If your Kafka provider does **not** auto-create topics, create all three topics explicitly before starting the notebook.

### Step 4: Configure and Run the Notebook

The notebook uses **Databricks widgets** for easy configuration. Set these values in the widget panel:

| Widget | Description | Default |
|--------|-------------|---------|
| `secret_scope` | Your Databricks secret scope name | `rtm-demo` |
| `input_topic` | Kafka topic to read from | `ethereum-blocks` |
| `output_topic` | Base name for output topics | `ethereum-validated` |
| `catalog` | Unity Catalog for checkpoints | `main` |
| `schema` | Schema for checkpoints | `default` |
| `checkpoint_interval` | RTM checkpoint frequency | `5 minutes` |

Run the notebook cells in order. The pipeline will start processing and routing events.

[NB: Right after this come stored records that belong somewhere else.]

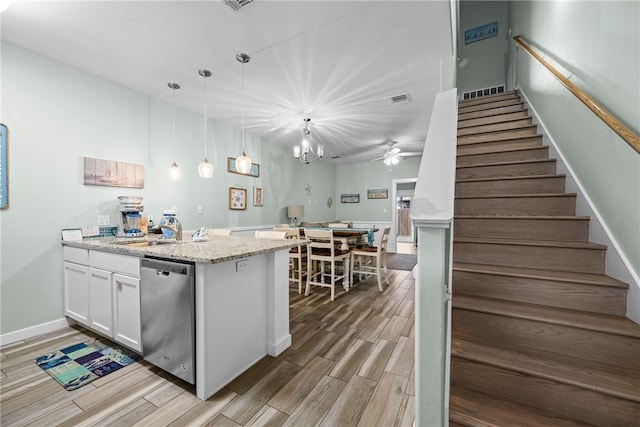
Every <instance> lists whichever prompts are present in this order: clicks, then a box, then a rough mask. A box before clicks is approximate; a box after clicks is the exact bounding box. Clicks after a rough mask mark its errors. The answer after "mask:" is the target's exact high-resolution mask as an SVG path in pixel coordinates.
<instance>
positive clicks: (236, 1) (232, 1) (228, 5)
mask: <svg viewBox="0 0 640 427" xmlns="http://www.w3.org/2000/svg"><path fill="white" fill-rule="evenodd" d="M222 3H224V4H225V5H226V6H227V7H228V8H229V9H231V10H232V11H233V12H234V13H237V12H239V11H240V9H242V8H243V7H245V6H248V5H250V4H251V3H253V0H222Z"/></svg>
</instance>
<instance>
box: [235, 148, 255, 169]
mask: <svg viewBox="0 0 640 427" xmlns="http://www.w3.org/2000/svg"><path fill="white" fill-rule="evenodd" d="M236 170H237V171H238V172H240V173H244V174H247V173H249V171H251V159H250V158H248V157H247V155H246V154H245V153H244V151H243V152H242V156H240V157H238V158H237V159H236Z"/></svg>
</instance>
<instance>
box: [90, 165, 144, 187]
mask: <svg viewBox="0 0 640 427" xmlns="http://www.w3.org/2000/svg"><path fill="white" fill-rule="evenodd" d="M82 162H83V164H84V174H83V175H84V182H83V183H84V185H105V186H109V187H127V188H144V166H143V165H138V164H135V163H126V162H118V161H115V160H103V159H94V158H93V157H83V158H82Z"/></svg>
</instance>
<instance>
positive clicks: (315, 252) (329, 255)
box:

**Replay behavior:** The notebook now reads with `startingOffsets = "earliest"` so seeded backlog is replayed during demos and integration tests. If you only want new records produced after the stream starts, change this back to `"latest"`.

**Notebook flow after the stream starts:**
- **Section 11, "Verify Routed Output Topics"** reads the Kafka output topics back and shows what was actually written to `-allowed` and `-quarantine`
- **Section 12, "Stream Management"** shows query status and provides the cells you use to stop the stream cleanly when you are done validating it

## Testing

### End-to-End Test Results

This demo was validated on the `e2-dogfood` staging workspace using Databricks Runtime 16.4 LTS and Redpanda Serverless.

**Test Setup:**
- Workspace: `https://e2-dogfood.staging.cloud.databricks.com`
- Cluster: `rtm-guardrail-cluster` (`0313-063110-u4ldfaiy`)
- Cluster mode: dedicated, single-user, fixed workers, RTM enabled
- Kafka: Redpanda Serverless with SASL/SCRAM over SSL
- Secret scope: `rtm-demo`

**What Was Verified:**
- Pattern detection tests passed locally for email, SSN, credit card, AWS key, JWT, and Ethereum private key cases
- The notebook was uploaded to the workspace and executed on the RTM-enabled cluster
- The stream successfully read from `ethereum-blocks` and wrote to:
- `ethereum-validated-allowed`
- `ethereum-validated-quarantine`
- Output records were inspected directly in Kafka to confirm routing decisions and validation reasons

**Live Routing Checks:**
1. Block `2000001` (clean input) → **ALLOW** → `ethereum-validated-allowed`
2. Block `2000002` (high gas usage) → **QUARANTINE** → `ethereum-validated-quarantine` with `HIGH_GAS_USAGE`
3. Block `2000003` (email in `extra_data`) → **QUARANTINE** → `ethereum-validated-quarantine` with `PII_EMAIL`

**Notes:**
- The notebook now uses `startingOffsets = "earliest"` so pre-seeded test data can be replayed during demos and integration tests
- End-to-end validation here focused on correctness of routing and guardrail behavior rather than publishing a latency benchmark

## Checkpoint Best Practices

### Stable Checkpoint Paths

**CRITICAL**: Never use dynamic values (UUIDs, timestamps) in checkpoint paths for production streams.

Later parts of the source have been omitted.